Performing Maintenance on an Entire Dataservice
To perform maintenance on all of the machines within a dataservice, a rolling sequence of maintenance must be performed carefully on each machine in a structured way. In brief, the sequence is as follows
- Perform maintenance on each of the current Replicas
- Switch the Primary to one of the already maintained Replicas
- Perform maintenance on the old Primary (now in Replica state)
- Switch the old Primary back to be the Primary again
The "Rolling Maintenance" procedure outlined here should NOT be used when upgrading Tungsten Software.
In most cases the switch will not work due to differences within the manager communications and this could cause unexpected outages.
See "Upgrading Tungsten Cluster" for more details on upgrading Tungsten software.

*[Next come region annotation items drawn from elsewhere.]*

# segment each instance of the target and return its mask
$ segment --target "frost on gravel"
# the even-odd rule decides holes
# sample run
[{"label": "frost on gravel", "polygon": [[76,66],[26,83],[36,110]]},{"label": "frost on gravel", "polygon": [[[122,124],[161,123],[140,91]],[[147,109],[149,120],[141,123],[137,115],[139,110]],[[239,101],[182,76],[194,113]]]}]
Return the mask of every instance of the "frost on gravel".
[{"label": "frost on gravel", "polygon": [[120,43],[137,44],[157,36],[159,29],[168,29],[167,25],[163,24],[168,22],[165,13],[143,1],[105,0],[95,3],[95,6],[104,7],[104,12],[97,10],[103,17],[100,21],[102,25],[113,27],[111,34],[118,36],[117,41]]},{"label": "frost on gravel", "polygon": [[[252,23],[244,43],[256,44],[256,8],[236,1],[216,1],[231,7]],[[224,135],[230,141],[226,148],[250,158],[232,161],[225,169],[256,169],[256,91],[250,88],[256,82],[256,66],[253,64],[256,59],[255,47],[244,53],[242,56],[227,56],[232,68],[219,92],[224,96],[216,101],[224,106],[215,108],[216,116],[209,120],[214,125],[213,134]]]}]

A more detailed sequence of steps, including the status of each datasource in the dataservice, and the commands to be performed, is shown in the table below. The table assumes a three-node dataservice (one Primary, two Replicas), but the same principles can be applied to any Primary/Replica dataservice:
| Step | Description | Command | host1 | host2 | host3 |
|---|---|---|---|---|---|
| 1 | Initial state | Primary | Replica | Replica | |
| 2 | Set MAINTENANCE policy | set policy maintenance | Primary | Replica | Replica |
| 3 | Shun Replica host2 | datasource host2 shun | Primary | Shunned | Replica |
| 4 | Perform maintenance | Primary | Shunned | Replica | |
| 5 | Recover the Replica host2 back | datasource host2 recover | Primary | Replica | Replica |
| 6 | Ensure the Replica (host2) has caught up | Primary | Replica | Replica | |
| 7 | Shun Replica host3 | datasource host3 shun | Primary | Replica | Shunned |
| 8 | Perform maintenance | Primary | Replica | Shunned | |
| 9 | Recover Replica host3 back | datasource host3 recover | Primary | Replica | Replica |
| 10 | Ensure the Replica (host3) has caught up | Primary | Replica | Replica | |
| 11 | Switch Primary to host2 | switch to host2 | Replica | Primary | Replica |
| 12 | Shun host1 | datasource host1 shun | Shunned | Primary | Replica |
| 13 | Perform maintenance | Shunned | Primary | Replica | |
| 14 | Recover the Replica host1 back | datasource host1 recover | Replica | Primary | Replica |
| 15 | Ensure the Replica (host1) has caught up | Replica | Primary | Replica | |
| 16 | Switch Primary back to host1 (Optional) | switch to host1 | Primary | Replica | Replica |
| 17 | Set AUTOMATIC policy | set policy automatic | Primary | Replica | Replica |